Países buscam energia barata

Para Dilma, a energia impacta diretamente na renda, “por isso os países buscam energia barata”. Além disso, a petista lembrou que, pelo modelo dos contratos de concessão e exploração da energia hidrelétrica, por um período de 30 anos, quem paga o investimento das usinas é o povo brasileiro. Daí a decisão de seu governo de transferir, após a amortização prevista ao fim do contrato, o valor investido à população, resultando em uma queda na tarifa de energia. Medida que lhe rendeu uma acusação mentirosa de que ela teria “desorganizado” o setor elétrico. “Isso estava previsto no contrato”, rebateu Dilma.

Pelo modelo previsto na privatização, a tarifa de energia pode subir sem aviso prévio, explicou. “Para a Eletrobrás valer alguma coisa, essa energia já paga tem de ser passada para o [setor] privado, e ele pode cobrar qualquer tarifa.

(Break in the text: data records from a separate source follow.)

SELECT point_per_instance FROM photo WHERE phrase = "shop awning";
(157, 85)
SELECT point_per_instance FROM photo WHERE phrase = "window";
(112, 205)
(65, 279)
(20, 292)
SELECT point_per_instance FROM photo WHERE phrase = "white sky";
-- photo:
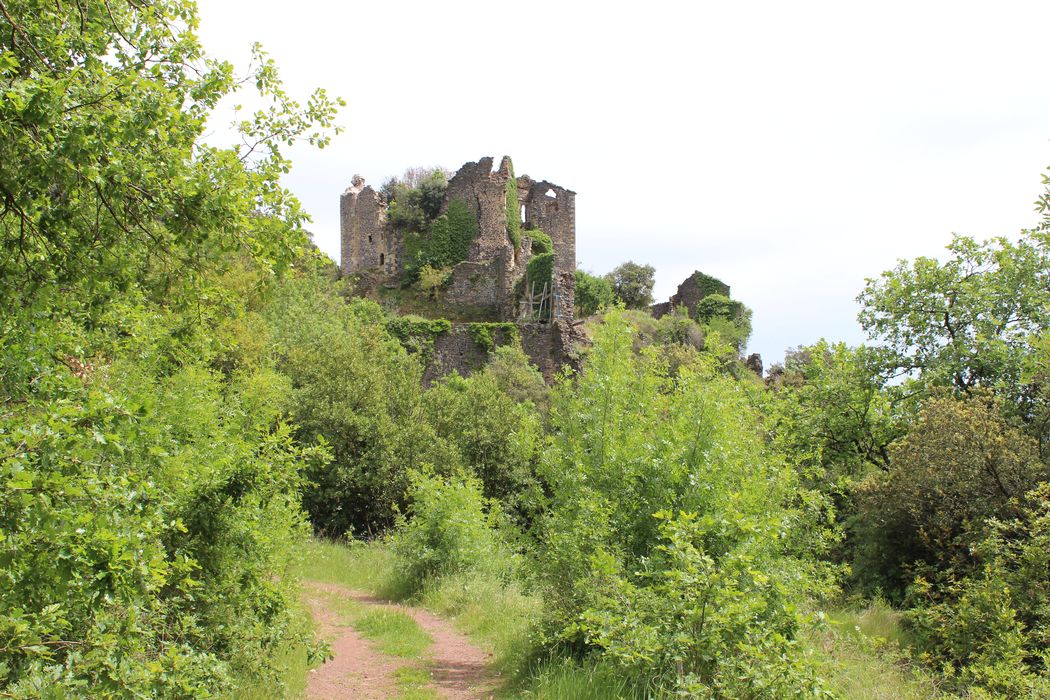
(791, 149)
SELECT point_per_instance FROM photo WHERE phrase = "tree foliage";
(632, 283)
(592, 294)
(149, 479)
(669, 542)
(961, 465)
(105, 182)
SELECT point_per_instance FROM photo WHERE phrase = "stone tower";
(490, 274)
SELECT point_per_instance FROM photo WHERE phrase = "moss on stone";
(488, 336)
(541, 242)
(418, 334)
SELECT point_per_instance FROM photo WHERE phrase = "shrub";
(727, 317)
(593, 294)
(632, 283)
(358, 390)
(541, 241)
(539, 271)
(450, 528)
(992, 628)
(673, 541)
(149, 515)
(961, 465)
(498, 439)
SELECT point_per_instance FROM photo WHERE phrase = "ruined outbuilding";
(490, 284)
(690, 293)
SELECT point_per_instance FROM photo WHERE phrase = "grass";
(413, 683)
(363, 566)
(859, 649)
(499, 617)
(394, 632)
(860, 653)
(560, 678)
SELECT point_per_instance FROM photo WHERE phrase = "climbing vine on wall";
(489, 335)
(541, 242)
(540, 270)
(417, 334)
(448, 242)
(708, 284)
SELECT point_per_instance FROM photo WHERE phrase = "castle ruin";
(490, 283)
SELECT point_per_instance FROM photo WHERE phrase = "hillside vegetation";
(194, 412)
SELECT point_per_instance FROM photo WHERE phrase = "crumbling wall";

Ou seja, ele não teria mais de dar à população brasileira a parte que ela já pagou”, explicou Dilma. “É um roubo”, disse, lembrando que a Eletrobras é a maior empresa de energia da América Latina. “A Eletrobras tem 48 usinas hidrelétricas, além da maior parte das usinas eólicas”, apontou.

Tarifa vai aumentar mais, alerta Dilma

“Falam muito no custo Brasil. Aumentar a tarifa de energia para beneficiar comercializadores de energia, que é o que estão fazendo, é um absurdo contra a indústria brasileira, contra o pequeno comerciante”, disse Dilma. A ex-presidenta, que também foi ministra de Minas e Energia no primeiro governo Lula, alerta que as tarifas de energia poderão subir ainda mais. Ela citou medidas de contratação de energia térmica a gás, que é mais cara, e só é utilizada quando não há hidrelétricas.

“Isso vai elevar a tarifa em proporções três a quatro vezes mais do que o necessário. Só se usa térmica a gás quando falta água. Quando não falta, não se pode usar, porque encarece a energia. Estão fazendo isso por lobby empresarial e político”, denunciou. “Essas usinas estarão longe de centros consumidores e gasodutos. Terão de fazer linhas de transmissão e gasodutos, o que vai tornar a energia mais cara”.

Dilma ainda acusou o governo Bolsonaro de ser refém do lobby do carvão de Santa Catarina. “O carvão é responsável por 3,1% do total das fontes de energia usadas na matriz energética brasileira”. O carvão, além de ser a mais cara fonte de energia, é a mais poluente, demonstrou Dilma. “É um escândalo privilegiar um grupo individual em Santa Catarina”, concluiu.